Уж не знаю, нарочно ли Майра оставила этот кусок на пленке (чтобы он послужил мне уроком) или случайно забыла стереть то, что предназначалось для ее личного дневника. Первое весьма вероятно. Но выглядело все это довольно по-дружески. К тому же я и сама видела, что это правда. Когда у тебя есть дети, ты, считай, приговорен к бесконечным тревогам. Ведь любая мать всегда будет оберегать своих отпрысков от саблезубого тигра, даже если того и в помине не существует.
Про Даму-Босс я заранее справилась на вахте в вестибюле — теперь безлюдном и пыльном. По-видимому, Беверли хватало наших спален. Юан, чихая и кашляя, конечно, натирал пол полировочным средством, но подмести его перед этим не удосуживался, так что заведение потихоньку приобретало мрачноватый запущенный видок. Звали ее Ева Хэмблдон, она руководила фирмой. Ни в «Гугле», ни в других поисковиках я такого имени не нашла, и это само по себе уже наводило на мысли. Видать, у нее были связи с «Гуглом» или «Йеху» — ведь многие; как известно, шифруются от наблюдения со стороны государства, и Интернет тут становится настоящей проблемой. Я повторила свой вопрос:
— Давайте продолжим. Скажите нам, сколько вам лет?
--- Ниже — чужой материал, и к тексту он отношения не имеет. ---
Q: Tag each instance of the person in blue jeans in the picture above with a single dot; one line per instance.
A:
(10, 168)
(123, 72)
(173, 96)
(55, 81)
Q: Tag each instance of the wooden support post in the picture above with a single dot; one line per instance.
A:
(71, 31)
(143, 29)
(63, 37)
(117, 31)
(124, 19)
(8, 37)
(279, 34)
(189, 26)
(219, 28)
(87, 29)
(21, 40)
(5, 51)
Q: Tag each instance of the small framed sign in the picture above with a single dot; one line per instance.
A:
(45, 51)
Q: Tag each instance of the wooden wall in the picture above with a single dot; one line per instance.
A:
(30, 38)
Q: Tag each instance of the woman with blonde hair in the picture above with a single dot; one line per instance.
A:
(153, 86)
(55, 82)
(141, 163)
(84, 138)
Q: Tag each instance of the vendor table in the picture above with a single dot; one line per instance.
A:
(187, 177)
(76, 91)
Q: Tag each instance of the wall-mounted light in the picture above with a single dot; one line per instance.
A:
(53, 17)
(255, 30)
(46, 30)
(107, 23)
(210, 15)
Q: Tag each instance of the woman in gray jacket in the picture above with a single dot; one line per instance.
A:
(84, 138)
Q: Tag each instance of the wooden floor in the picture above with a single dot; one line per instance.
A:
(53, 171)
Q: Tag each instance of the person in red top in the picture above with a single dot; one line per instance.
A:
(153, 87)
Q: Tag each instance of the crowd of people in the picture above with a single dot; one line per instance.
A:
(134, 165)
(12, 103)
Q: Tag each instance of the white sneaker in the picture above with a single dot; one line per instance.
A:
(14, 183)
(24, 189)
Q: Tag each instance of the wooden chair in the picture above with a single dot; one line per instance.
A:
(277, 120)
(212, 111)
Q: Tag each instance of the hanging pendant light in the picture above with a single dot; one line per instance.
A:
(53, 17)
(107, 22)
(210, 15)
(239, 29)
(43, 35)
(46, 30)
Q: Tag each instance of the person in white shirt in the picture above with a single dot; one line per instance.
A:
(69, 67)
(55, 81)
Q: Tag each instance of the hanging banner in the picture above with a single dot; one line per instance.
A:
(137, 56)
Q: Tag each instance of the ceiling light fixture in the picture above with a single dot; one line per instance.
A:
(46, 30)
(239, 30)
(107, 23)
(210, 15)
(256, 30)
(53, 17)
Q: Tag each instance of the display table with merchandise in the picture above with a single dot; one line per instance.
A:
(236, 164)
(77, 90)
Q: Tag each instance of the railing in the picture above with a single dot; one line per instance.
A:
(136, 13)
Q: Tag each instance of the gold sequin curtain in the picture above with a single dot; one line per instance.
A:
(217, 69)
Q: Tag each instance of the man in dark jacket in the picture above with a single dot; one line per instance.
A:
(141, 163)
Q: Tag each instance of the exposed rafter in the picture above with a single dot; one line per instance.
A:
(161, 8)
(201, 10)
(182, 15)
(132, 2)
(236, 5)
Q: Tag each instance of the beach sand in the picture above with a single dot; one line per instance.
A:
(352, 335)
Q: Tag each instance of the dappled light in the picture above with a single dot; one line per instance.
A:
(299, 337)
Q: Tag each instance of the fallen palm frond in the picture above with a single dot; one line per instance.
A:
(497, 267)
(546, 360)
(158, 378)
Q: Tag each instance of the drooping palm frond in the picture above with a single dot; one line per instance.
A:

Она рассмеялась звонким мелодичным смехом:
— Мне семьдесят семь.
Все дамы в джакузи в один голос ахнули, кто-то даже тихонько вскрикнул от ужаса. Еще бы! Как можно дожить до таких лет и при этом функционировать?
— Но как вам удалось сохранить такой голос? — Это была Маникюрша, истратившая один вопрос впустую.
— Так, вопрос номер два, — сказала Ева. — Мне подтянули голосовые связки. Они слабнут с возрастом, но их можно настраивать, как гитарные струны.
— А почему вы решили приехать сюда, в «Касл-спа»? — спросила я, нарушив воцарившуюся тишину — по-видимому, каждая из нас задумалась о собственных голосовых связках. Вопросик тоже получился незатейливый, зато дельный — такие обычно побуждают людей к откровениям.
Но она ответила кратко:
— Доктор посоветовал мне отдохнуть.
Я сказала, что такого ответа мало и это даже нечестно тогда она рассмеялась и обещала впредь быть более откровенной. Люди, неоднократно побывавшие на столе пластического хирурга, начинают с болезненной нервозностью относиться к собственной персоне, но Ева, как ни странно, была мила и по большому счету дружелюбна. Проблема заключалась лишь в том, чтобы преодолеть некие барьеры, и тогда разговор пошел бы как по маслу. Если, конечно, она не совершила чего-то ужасного вроде убийства и ее не разыскивала полиция — в таком случае никакие бергамоты и лаванды не помогли бы развязать ей язык.
— Мне пришлось иметь дело с Европейским судом, по частному вопросу, — пояснила она. — А эта бюрократия измотает кого угодно, что, в свою очередь, плохо сказывается на коже. Кожа неподвластна далее пластической хирургии. Такого ответа достаточно?
Я, конечно, могла бы уточнить, в чем заключался этот «частный вопрос», но не сомневалась, что она и тут отвертится. Ева охотно признала только пластическую хирургию, но в какую сторону направить разговор дальше? Ведь она все время будет твердить одно — она простая англичанка, рассказывать ей нечего, и вообще она стесняется. Нет, тут требовалось в корне изменить тактику. Правильный вопрос родился как-то сам собой.